Tuesday, May 3, 2016

The problems of prayer. . .

Sermon for Easter 6C preached on Sunday, May 1, 2016.
    Of all the laments and disappointments both of pastors and people, none is as vexing and as troubling as our prayer lives. We know we ought to pray more and yet we find it so difficult to pray.  If you don’t know what I mean, take a couple of minutes of silence during the Divine Service and see how quickly you run out of either words to say or attention to the task of prayer.
    Our lives are too full to pray – too full of sins that both shame us and cause us regret and too fully of struggles from which we must figure a way out.  But our lives are also too full of distractions, of pleasant diversions, of happiness and of joys that equally distract our hearts from prayer.  We find it hard to pray when things are falling apart and we find it hard to pray when things are going wonderful.
    God does not give us the option.  He commands us to pray. In teaching the Our Father, our Lord does not say IF you pray but WHEN you pray.  Yet we do not only pray because God commands us, we pray because the promise is great.  “Ask and you shall receive... says Jesus... that your joy may be complete.”

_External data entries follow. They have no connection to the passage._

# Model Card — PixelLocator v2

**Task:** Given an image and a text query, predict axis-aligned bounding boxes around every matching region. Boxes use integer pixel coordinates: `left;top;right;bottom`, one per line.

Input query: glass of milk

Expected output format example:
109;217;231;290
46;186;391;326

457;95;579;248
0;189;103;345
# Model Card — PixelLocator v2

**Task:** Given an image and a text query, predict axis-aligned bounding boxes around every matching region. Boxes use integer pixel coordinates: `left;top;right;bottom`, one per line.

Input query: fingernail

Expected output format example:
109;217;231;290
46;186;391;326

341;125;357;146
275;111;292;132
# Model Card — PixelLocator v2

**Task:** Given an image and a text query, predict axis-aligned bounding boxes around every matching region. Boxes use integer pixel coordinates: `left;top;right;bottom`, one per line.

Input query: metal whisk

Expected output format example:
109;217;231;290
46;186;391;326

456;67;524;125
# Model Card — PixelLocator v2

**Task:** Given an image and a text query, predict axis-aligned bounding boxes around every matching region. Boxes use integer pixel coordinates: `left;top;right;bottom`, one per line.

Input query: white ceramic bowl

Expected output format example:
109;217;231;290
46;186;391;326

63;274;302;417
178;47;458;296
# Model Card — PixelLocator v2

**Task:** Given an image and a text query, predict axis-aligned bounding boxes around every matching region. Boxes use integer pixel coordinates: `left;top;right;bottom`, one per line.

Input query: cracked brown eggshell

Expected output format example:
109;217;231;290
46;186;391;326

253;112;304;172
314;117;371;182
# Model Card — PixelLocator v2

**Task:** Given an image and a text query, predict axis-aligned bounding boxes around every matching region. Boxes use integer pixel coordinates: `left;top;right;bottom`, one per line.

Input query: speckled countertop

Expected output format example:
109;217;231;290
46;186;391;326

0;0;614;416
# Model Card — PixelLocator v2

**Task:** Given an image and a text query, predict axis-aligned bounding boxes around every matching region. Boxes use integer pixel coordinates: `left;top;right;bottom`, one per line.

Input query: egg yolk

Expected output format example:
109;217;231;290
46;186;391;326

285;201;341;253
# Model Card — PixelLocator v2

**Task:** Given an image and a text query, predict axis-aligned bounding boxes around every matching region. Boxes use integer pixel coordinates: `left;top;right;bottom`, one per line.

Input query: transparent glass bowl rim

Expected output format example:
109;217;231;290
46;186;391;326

    We find ourselves struggling to pray because even with the promise of Jesus, we pray and are still left empty handed.  We asked and have not received – at least not what we asked for.
Is this not the case for you?  It is for me.  We tell the Lord clearly what we want and explain why we should get it and then we wait for nothing to happen.  We have come up against God’s will – is it a roadblock to what we want OR the gracious interjection of God who gives us not what we want but we need.
    The easiest response to unanswered prayers is resentment. If God is not going to give me what I want or ask, then what is the reason I pray at all?  But God’s will is not a roadblock; the will of God is our lifeline.  Prayer is where we exercise our faith and trust in the Lord to do not what we ask but what is good, what is right, and what is salutary.
    We ask for the desire of our hearts – prayers should be honest and not deceptive – but we trust the good and gracious will of God.  We ask for all things but we are content with what the Lord gives, with the answer of His grace and Fatherly wisdom.  Prayer only works when faith is what prays, when the one praying has confidence in the gracious will of God, and when the prayer is conditioned upon God’s knowledge of what we need and what is best for us.
    Jesus says bluntly: “Ask and you shall receive.”  Yet this is not some magical power to get what our sinful hearts desire.  This is the voice of the new person created in baptism who prays by the Spirit for the needful things of body, soul, and eternity.
God gives us all things needful.  All that is needful for this body and life.  For food, home, spouse, pious life, and peaceful death – and everything that fits in between.  God knows we need them and God gives these to us just as He supplies these to the wicked and the unjust.  If your earthly father knows you need these things, do you imagine your Heavenly Father is stupid or evil and will not give you these things as well?
    Though our prayers might be full enough with only this life as the subject of those prayers, we do not pray for these only.  We pray for things beyond our imagination – for forgiveness of our terrible sins done not innocently but willingly.  We pray for life that death cannot steal and for the victory that will not give the last word to the grave.  We pray for the salvation of our souls as gift of pure grace – given to the unworthy by the only worthy One, by Jesus Christ, who became our brother in flesh.
    And we pray for Christ’s presence in all the seasons of our lives, in all our situations we face, and for every moment of life that exposes the fragile nature of our lives and the sturdiness of God’s grace and mercy.  We pray for Christ’s presence even though this is His promise.  He will not forsake us, abandon us, or leave us orphans. Yet this is the ultimate fear that undergirds our struggle to pray.  Do we believe God is with us when our eyes cannot see Him and the circumstance does not reveal Him?
    Christ says “I have overcome the world.”  These are not empty words.  He has died to pay the debt for our sin.  He has won salvation for a people condemned by sin and death.  He has clothed us with His own righteousness because we had none.  He has opened the grave and will not die again.  He did this not for Himself but for you.  Yet you still live in this world.  You still live amid the evil and injustice of a world set against the Lord.  You still live with joys too few and sorrows too many.  So this life is one of prayer to Him until our final journey home to God.
    Have you ever thought that God loved us enough not only to command us to pray and to promise to answer those prayers with grace, but also enough to give us a script to follow, words to pray not merely when none come but to teach us to pray.  Not just when we cannot manufacture words of our own but so that we can as one pray in one voice with confidence: Our Father, who art in heaven.
    When you pray “Thy will be done” you are not giving up on your prayer, you are expressing your confidence in His will, your contentment with what God has already done on the cross. Prayer is the voice of the strong speaking with courage to doubt and confidence for our future.  To say Amen is to pray joyfully in Christ’s name knowing the outcome of our faith and leaving our fear at the foot of the cross.  If we get this, it’s easier to pray, easier to teach our lips the words, our minds the hope, and our hearts the joy of Him who lives to give us all things in Christ.